Wednesday, April 1, 2009


St. Paul's Cathedral

During the renaissance, Europeans looked back to the classical Greek and Roman styles as the source for their buildings. After the baroque period, “Architects were turning increasingly to specific source models, in a wide variety of historical styles, resulting in revivals of Greek and Roman Classicalism.” (Roth 461) But that was only the beginning, and the cycle continued on to a gothic revival, which most of London was decorating in after the Great Fire of 1866. The Industrial Revolution had begun, and the new technology bred from this put cast iron and glass on the market, so most homes, not just churches, could incorporate the new gothicism.

The West had been borrowing Eastern designs for the past couple centuries through trade, especially with China. The Industrial Revolution allowed for faster transportation, therefore faster and more productive trade. However, China did not need anything the West had to offer, and usually traded goods for silver. The invention of the steamboat allowed the English to crush China in the Opium Wars, and began to barter more successfully with opium. In 1858 the Japanese had finally opened its trading gates to the west, illuminating Europeans on a new culture. They were especially impressed with the ukiyo-e woodblock prints, turning the artist's world upside down. Japonisme fascination continued, and is counted “among the inspirations of the first great design style of the twentieth century, Art Nouveau.” (Massey 29)

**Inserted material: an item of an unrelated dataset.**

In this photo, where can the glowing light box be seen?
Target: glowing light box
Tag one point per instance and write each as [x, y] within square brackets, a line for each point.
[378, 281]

The age of imperialism was also the age of growth. Cities centered around coal mining and steel factories sprung up, and established cities thrived and more than doubled in size in a few decades. During this period "there were two conflicting strains of development: one of traditionalism, the other based on the felt need for reform and innovation" (Blakemore 393)
Some greeted this new Industrial Revolution and tried to push this new technology to its highest potential to mass produce synthetic products on the cheap. The more traditional side pleaded that these machines were impacting both people and architecture negatively, and started the arts and crafts movement. We often think of a "movement" as going forward, but this particular one called for us to rewind, that their was such a thing as going too far. But history teaches us movements always go in cycles, the most radical often followed by a very conservative. The world has its own way of making sure such reforms balance out.

Georgian Home

In America, wood was aplenty so the arts and crafts movement was much more applicable. Houses were often made out of all wood, and sparsely decorated in hall and parlor type houses. This was not necessarily all because of a disapproval of new factory-produced furniture, but because it was efficient. Before America had its freedom Britain would take wood for the colonies, ship it back overseas to England to finish it, and then ship it back to the Americas to sell, upping the cost significantly due to the cost of travel. However in the home country of the Industrial Revolution and the king of Imperialism, their was a rotation back to Gothic revival because “Gothic was an expression of a just and Christian society in contrast to nineteenth-century industrial society with its social ills” (Massey 9)

Royal Pavilion

In the Victorian era family and social strata was to the utmost importance. Your home was supposed to be a reflection of your family, thus termed 'portrait homes’, reflecting his beliefs that their design should not merely reflect the owner’s life-style but be his portrait.” (Massey 37) These houses were not sparsely decorated, but instead had artwork showcased off in every room. In today's world there are so many other things we look as to "reflect" ourselves because we've invented more stuff (i.e. cars, electronics, etc) Homes are more of an investment then a reflection.

We have entered the reflections unit of our theory + design class, and by looking backwards it is very apparent that throughout the major movements in history there are rotations in design. Innovative is often followed by classical, and vice versa. The Greeks and Romans are always a vital source, but as the years past the choices become more colorful and the rules become less clear, and sometimes completely passe. The Industrial Revolution and uncompromising Imperialism lead to the illumination of new technology and cultures, which both inspired designers and led them to question whether the classic rules of architecture are indeed the best ones.